# RDFSolve: ChEBI Analysis

This notebook analyzes the ChEBI graph using RDFSolve:
- **Graph URI**: http://rdf.ebi.ac.uk/dataset/chebi
- **SPARQL Endpoint**: https://idsm.elixir-czech.cz/sparql/endpoint/idsm
- **Dataset**: ChEBI (Chemical Entities of Biological Interest)

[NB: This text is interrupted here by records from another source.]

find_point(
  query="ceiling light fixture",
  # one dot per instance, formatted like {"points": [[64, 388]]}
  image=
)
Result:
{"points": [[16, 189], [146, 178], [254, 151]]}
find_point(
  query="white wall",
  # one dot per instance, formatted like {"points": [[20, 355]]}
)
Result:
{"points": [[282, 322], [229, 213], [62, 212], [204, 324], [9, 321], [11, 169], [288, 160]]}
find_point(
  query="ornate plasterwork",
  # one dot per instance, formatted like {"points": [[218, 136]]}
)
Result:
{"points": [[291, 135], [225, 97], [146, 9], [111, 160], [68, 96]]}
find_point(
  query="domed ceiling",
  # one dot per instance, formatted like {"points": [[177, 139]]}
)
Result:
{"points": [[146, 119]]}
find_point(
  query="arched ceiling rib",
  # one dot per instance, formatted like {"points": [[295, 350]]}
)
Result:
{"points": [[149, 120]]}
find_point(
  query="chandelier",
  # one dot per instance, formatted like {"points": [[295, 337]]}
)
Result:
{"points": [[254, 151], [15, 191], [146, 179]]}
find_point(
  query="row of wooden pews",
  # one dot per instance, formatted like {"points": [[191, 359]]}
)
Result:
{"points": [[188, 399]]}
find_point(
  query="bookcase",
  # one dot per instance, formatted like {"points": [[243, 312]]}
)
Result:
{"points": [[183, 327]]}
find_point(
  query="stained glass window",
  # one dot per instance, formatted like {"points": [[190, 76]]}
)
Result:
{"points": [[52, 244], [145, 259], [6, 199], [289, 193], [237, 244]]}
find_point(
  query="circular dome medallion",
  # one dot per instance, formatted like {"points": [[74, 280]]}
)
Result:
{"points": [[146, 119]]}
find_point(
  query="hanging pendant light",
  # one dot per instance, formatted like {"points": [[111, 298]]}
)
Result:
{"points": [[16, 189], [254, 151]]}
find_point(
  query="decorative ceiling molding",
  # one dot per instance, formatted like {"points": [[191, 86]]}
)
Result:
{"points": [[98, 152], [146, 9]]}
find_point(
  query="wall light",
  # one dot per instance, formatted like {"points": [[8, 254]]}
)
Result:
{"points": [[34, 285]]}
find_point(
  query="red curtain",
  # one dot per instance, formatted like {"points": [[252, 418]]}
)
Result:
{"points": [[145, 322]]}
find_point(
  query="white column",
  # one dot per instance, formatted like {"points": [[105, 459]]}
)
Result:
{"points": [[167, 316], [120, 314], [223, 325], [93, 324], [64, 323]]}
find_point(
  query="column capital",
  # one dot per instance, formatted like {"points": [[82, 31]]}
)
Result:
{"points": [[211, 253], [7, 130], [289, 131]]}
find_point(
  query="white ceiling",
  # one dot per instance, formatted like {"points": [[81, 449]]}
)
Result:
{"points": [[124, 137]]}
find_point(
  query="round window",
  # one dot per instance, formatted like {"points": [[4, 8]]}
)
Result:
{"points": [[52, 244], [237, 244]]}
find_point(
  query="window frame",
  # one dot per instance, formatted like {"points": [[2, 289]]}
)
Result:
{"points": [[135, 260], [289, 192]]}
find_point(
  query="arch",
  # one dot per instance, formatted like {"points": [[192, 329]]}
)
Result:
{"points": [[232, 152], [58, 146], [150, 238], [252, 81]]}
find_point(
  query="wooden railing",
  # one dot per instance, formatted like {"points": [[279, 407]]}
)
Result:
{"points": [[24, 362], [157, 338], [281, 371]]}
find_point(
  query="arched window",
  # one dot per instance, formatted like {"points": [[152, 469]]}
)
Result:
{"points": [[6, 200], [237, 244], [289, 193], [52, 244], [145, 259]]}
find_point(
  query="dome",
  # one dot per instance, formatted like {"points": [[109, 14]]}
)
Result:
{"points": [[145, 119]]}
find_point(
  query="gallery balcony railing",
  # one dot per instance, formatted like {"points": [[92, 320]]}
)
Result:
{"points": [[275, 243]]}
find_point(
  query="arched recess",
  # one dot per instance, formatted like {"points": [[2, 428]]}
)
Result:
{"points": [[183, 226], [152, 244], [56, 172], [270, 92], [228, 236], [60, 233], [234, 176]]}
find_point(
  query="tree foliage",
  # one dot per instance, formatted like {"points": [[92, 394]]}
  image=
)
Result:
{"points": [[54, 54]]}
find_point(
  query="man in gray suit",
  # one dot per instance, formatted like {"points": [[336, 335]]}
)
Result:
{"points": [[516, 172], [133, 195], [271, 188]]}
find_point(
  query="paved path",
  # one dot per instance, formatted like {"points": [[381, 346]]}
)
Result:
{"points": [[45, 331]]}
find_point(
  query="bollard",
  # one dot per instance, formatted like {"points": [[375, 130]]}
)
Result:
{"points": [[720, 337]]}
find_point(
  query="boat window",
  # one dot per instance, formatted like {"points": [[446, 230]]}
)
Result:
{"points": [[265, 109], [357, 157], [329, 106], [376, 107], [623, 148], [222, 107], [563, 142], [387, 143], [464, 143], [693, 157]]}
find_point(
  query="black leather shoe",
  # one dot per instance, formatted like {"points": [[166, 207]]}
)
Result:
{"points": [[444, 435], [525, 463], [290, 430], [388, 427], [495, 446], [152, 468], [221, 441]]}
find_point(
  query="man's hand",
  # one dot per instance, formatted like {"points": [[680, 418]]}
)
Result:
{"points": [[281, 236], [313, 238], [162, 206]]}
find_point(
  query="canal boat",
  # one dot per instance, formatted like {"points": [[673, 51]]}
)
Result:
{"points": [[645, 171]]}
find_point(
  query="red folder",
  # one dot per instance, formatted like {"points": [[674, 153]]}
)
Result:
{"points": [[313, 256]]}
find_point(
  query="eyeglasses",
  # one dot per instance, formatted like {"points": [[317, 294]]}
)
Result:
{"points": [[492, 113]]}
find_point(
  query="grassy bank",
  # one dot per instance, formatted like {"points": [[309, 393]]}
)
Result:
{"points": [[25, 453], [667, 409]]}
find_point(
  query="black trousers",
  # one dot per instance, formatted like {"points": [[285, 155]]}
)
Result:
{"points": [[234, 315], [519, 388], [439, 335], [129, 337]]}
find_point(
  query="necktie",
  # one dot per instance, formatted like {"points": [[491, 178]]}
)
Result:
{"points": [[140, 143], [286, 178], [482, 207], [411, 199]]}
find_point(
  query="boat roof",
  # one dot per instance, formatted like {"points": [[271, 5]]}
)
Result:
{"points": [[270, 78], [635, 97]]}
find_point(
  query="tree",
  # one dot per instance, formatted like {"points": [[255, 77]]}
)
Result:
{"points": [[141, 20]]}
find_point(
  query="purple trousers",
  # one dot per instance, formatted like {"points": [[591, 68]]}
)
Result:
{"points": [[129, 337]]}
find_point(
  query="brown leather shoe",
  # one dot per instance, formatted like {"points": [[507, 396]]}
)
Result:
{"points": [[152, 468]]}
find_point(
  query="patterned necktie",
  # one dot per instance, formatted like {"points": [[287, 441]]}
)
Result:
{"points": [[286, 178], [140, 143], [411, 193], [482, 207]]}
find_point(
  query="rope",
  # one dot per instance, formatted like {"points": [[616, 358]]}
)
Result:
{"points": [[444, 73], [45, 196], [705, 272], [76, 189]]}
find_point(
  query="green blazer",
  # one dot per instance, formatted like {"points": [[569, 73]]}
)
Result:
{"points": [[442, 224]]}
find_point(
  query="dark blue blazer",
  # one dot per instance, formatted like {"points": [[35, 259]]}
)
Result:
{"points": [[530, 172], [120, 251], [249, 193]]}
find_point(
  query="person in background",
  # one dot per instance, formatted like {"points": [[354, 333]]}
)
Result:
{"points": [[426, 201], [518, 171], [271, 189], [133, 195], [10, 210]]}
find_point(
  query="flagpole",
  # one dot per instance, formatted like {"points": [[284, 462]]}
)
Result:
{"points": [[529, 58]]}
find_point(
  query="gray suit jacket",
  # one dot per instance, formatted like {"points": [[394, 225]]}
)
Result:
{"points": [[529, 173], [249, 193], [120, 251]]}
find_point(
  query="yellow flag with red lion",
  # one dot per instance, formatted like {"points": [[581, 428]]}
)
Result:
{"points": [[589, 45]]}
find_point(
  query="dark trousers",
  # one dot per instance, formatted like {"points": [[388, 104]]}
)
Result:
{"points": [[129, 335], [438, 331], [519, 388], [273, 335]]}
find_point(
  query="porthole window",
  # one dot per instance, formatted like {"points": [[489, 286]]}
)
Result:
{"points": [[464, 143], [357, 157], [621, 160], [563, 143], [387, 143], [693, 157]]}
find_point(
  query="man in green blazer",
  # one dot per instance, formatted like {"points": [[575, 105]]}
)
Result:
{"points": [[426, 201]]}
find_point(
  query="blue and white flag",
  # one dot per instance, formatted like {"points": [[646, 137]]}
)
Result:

Explore the structure and schema of the ChEBI dataset.

In [10]:
import pandas as pd
from rdfsolve.rdfsolve import RDFSolver
from rdfsolve.void_parser import VoidParser
import warnings
warnings.filterwarnings('ignore')

## Step 1: Configure Dataset Parameters

In [11]:
# ChEBI configuration
endpoint_url = "https://idsm.elixir-czech.cz/sparql/endpoint/idsm"
graph_uri = "http://rdf.ebi.ac.uk/dataset/chebi"
void_iri = "http://rdf.ebi.ac.uk/dataset/chebi"
dataset_name = "chebi"
working_path = "."

print(f"Dataset: {dataset_name}")
print(f"Endpoint: {endpoint_url}")
print(f"Graph URI: {graph_uri}")
print(f"VoID IRI: {void_iri}")

Dataset: chebi
Endpoint: https://idsm.elixir-czech.cz/sparql/endpoint/idsm
Graph URI: http://rdf.ebi.ac.uk/dataset/chebi
VoID IRI: http://rdf.ebi.ac.uk/dataset/chebi


## Step 2: Initialize RDFSolver

In [12]:
try:
    solver = RDFSolver(
        endpoint=endpoint_url,
        path=working_path,
        void_iri=void_iri,
        dataset_name=dataset_name
    )
    
    print("RDFSolver initialized successfully")
    print(f"Endpoint: {solver.endpoint}")
    print(f"Dataset: {solver.dataset_name}")
    
except Exception as e:
    print(f"Error: {e}")

RDFSolver initialized successfully
Endpoint: https://idsm.elixir-czech.cz/sparql/endpoint/idsm
Dataset: chebi


## Step 3: Generate VoID Description

In [None]:
try:
    print("Generating VoID description...")
    
    void_graph = solver.void_generator(
        graph_uri=graph_uri,
        output_file=f"{dataset_name}_void.ttl",
        counts=True
    )
    
    print(f"VoID generation completed!")
    print(f"Graph contains {len(void_graph)} triples")
    print(f"Saved to: {dataset_name}_void.ttl")
    
except Exception as e:
    print(f"VoID generation failed: {e}")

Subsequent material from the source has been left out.